This post — “I am Adam Lanza’s Mother” — is all over the internet today.
There’s certainly a discussion that needs to be had about parents, especially single parents, who are raising and caring for children by whom they are physically overwhelmed or threatened and the way in which our society does not offer accessible or affordable resources for those parents and children to deal with those troubling domestic situations.
This story, despite how heart-wrenching it is (this reads as if this mother is in crisis), makes me incredibly uncomfortable because it is about her 13yo son who is a passive player in his mother’s story and whose side we never get to hear. It is unclear if this child has consented to having his story blasted across the internet. I understand these lines are fuzzy because she is also telling her story. But he will never be able to remove this story from the internet and he will never be able to disassociate it from himself as long as someone can connect him to his mother. She paints her child in a light that is not positive and I just hope hope hope that he is okay with that being out in the world.
[note: I am not sure how most parent bloggers handle the issue of consent and if anyone has relevant posts about this particular subject, please leave them in comments because I’m extremely interested in this topic. I thought about this issue when I wrote about my son on this blog the other day, I think about it when I tweet his words out into the world, and I’m especially aware of it when I put his picture up on Facebook or a video of him on YouTube. There is no easy answer here and I certainly don’t have one but this topic is especially pertinent in regards to the phenomenon of this particular post.]
This issue as well as five other reasons that this post is problematic are addressed here: “You are NOT Adam Lanza’s Mother.”

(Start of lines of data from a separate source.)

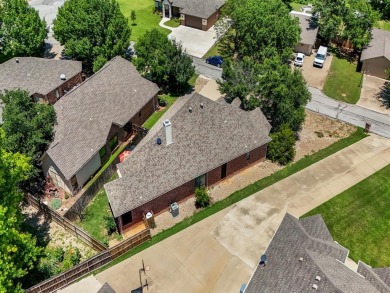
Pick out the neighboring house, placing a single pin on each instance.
(376, 56)
(197, 14)
(308, 33)
(46, 80)
(303, 257)
(93, 119)
(201, 143)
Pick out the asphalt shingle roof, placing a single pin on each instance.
(308, 31)
(284, 272)
(36, 75)
(85, 115)
(202, 141)
(199, 8)
(379, 45)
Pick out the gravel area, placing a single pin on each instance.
(317, 133)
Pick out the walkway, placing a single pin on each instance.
(221, 252)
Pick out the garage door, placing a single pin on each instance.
(193, 21)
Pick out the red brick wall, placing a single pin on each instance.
(146, 111)
(186, 190)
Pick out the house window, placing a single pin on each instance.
(200, 181)
(113, 142)
(102, 152)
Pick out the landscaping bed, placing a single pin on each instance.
(358, 219)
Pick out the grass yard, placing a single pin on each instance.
(383, 24)
(343, 82)
(94, 222)
(157, 115)
(359, 219)
(145, 18)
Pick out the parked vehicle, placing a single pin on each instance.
(320, 57)
(299, 59)
(215, 60)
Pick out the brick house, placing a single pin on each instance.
(202, 142)
(46, 80)
(192, 13)
(93, 119)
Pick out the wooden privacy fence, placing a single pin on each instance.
(66, 224)
(68, 277)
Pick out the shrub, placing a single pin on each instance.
(110, 224)
(202, 198)
(281, 148)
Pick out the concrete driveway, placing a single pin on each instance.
(221, 252)
(371, 96)
(196, 42)
(315, 76)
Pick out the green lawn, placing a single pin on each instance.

I appreciate the motivation of people to send this article around because I think it stems mainly from a desire to view Nancy Lanza through a more empathetic lens and I agree with that sentiment. I know that is why people like this post: it offers a clue as to how a parent can be around a child who is sometimes violent (or who threatens violence) and who then appears, from the outside, to have not done enough to handle the situation. But the truth is that we still know almost next to nothing about Adam Lanza or his motivations or his own personal situation, and we seem to know even less about Nancy Lanza. So much of the information coming out of Newtown has been initially incorrect, sometimes just flat out wrong, completely unrelated to any actual truth. I await official confirmation from the people in charge of the investigation before we start claiming that Adam had some sort of diagnosable behavioral problem or mental illness (those are not the same thing). Same with how we determine the kind of parent or person Nancy Lanza was (and I’m mainly thinking of all the negative descriptions of Nancy that I feel like are everywhere).
For now, what we know is that Adam Lanza shot his mother, Nancy, multiple times in the head with her own gun in her own house.
Whether her relationship with Adam mirrors Liza Long’s with her son in that post linked up top, we will just have to wait and see.
UPDATE #1: Lindsay Beyerstein has a wonderful post about this on In These Times. My fear in writing this post was being seen as vilifying the author of the original post, “I am Adam Lanza’s mother.” No, I don’t like her choice to publish an account of her son’s life that doesn’t give her son’s side or that he hasn’t clearly consented to (Beyerstein and I disagree about this). At the same time, I think this conversation about the struggles of living with a difficult child should be happening even as I have no idea how to do that without telling these children’s stories without their expressed consent.
What I DON’T think we should do is judge the parenting of the author or try to dissect whether she’s sincere or calculating. My default is to trust mothers. That’s where I stand on that.
ASM is afraid that her son might be violent. She had the courage to voice her fears. Now she’s being vilified for trying to prevent another tragedy. Total strangers, again with no evidence, are lecturing her about her own son.
A mom just can’t win.
The lack of empathy for her son isn’t just in the post itself; it’s in the decision to get the post syndicated everywhere, and then go on a media tour, while granting certain outlets the right to use his picture. Honestly, if any part of this sudden microfame were unintentional, if thinking that she might have accidentally hurt her child played any role in her decisions, if it was just a blog post that got big despite her intent and she didn’t mean for it to have consequences for her son, that’s what it comes down to: Upon realizing how popular the post was, she would have taken down, not spread, his picture. That hasn’t happened. “Michael” has been dehumanized so far that he’s not even a crazy scary demon alien any more; he’s just a prop, a springboard, something we can use to talk about how tough Liza Long’s life is. To “start a conversation” he didn’t control, and didn’t ask for, and doesn’t enter into, and that almost certainly will harm him more than it will ever stand to help him.
Yes, Liza Long should be able to share her story. But this isn’t her story. It’s the story of someone who’s completely dependent on her, and has no ability to meaningfully resist her or speak for himself.
At the top of Liza Long’s personal blog there’s now a joint statement from her and Kendior asking the blogosphere to cease and desist from the cyber free-for-all. It carries this preface from Long: “Many of you have seen Sarah’s excellent blog in the past few days. I think she makes some important points about children’s privacy. We have been in contact, and I am truly impressed with her professionalism and her concern for children.” That strikes me as a response of uncommon grace – and a good reminder that we’re all far more than the stories that define us.